The mind is its own place, and in itself
Can make a heaven of hell, a hell of heaven.

~Milton’s Satan

I find that some memories, the particularly miserable ones, do not lie obediently in the memory graveyard. Their decayed hands burst through the soil. They pull themselves to the surface. And then they plod forward, growling and moaning, with a singular goal: eating my brain.

Perhaps a better metaphor is a cold case investigation. The memories don’t assault me; I assault them. I exhume them and perform repeated autopsies on them.

I force myself to relive failed social interactions. I poke through a memory to figure out what I did wrong so I can beat myself up over it. I deduce what other people must have been thinking about me, and let it hurt my feelings.

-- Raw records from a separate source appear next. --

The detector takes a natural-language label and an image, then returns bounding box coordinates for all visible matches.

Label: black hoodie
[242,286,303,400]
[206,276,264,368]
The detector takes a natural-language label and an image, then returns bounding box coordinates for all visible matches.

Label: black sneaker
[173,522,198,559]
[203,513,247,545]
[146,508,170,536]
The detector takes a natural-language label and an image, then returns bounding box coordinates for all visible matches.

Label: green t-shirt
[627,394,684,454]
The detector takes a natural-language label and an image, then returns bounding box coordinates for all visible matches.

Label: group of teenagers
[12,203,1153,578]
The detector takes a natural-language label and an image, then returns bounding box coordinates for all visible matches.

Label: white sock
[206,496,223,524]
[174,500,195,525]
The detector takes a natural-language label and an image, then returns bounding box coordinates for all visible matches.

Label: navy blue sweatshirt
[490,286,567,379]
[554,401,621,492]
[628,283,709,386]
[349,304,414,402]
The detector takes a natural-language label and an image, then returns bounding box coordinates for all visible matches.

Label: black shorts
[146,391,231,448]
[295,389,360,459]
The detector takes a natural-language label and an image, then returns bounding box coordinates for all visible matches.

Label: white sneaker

Why do I often find myself mulling over unpleasant experiences?

I do it under the theory that I’ll learn better social skills by understanding my mistakes, but this theory is flawed. Relentless mental self-flagellation is not the route to self-improvement. You undermine yourself when you turn your mind into a hostile environment.

The following pertinent quote is attributed to Voltaire:

Life is thickly sown with thorns, and I know no other remedy than to pass quickly through them. The longer we dwell on our misfortunes, the greater is their power to harm us.[1]

There ought to be a statute of limitations for prosecuting yourself for past crimes. One day at most. Learn what you can in one day from a miserable experience, and then move on. When an ugly memory tries to rise from the memory graveyard, grab your heaviest shovel and whack it solidly on the head. Stomp that fucker back into the ground.[2]

Think of your mind as a place. What sort of place is it? Is it court room where you prosecute yourself and others? A haunted house where undead memories chase you? A torture chamber where you’re chained to a metal table and sliced apart with surgical tools? Time to redecorate!

Your mind should be a friendly environment, like a high end massage spa in a secluded forest, with tranquil music playing and a view of a water fall.

Be nice to yourself in your head.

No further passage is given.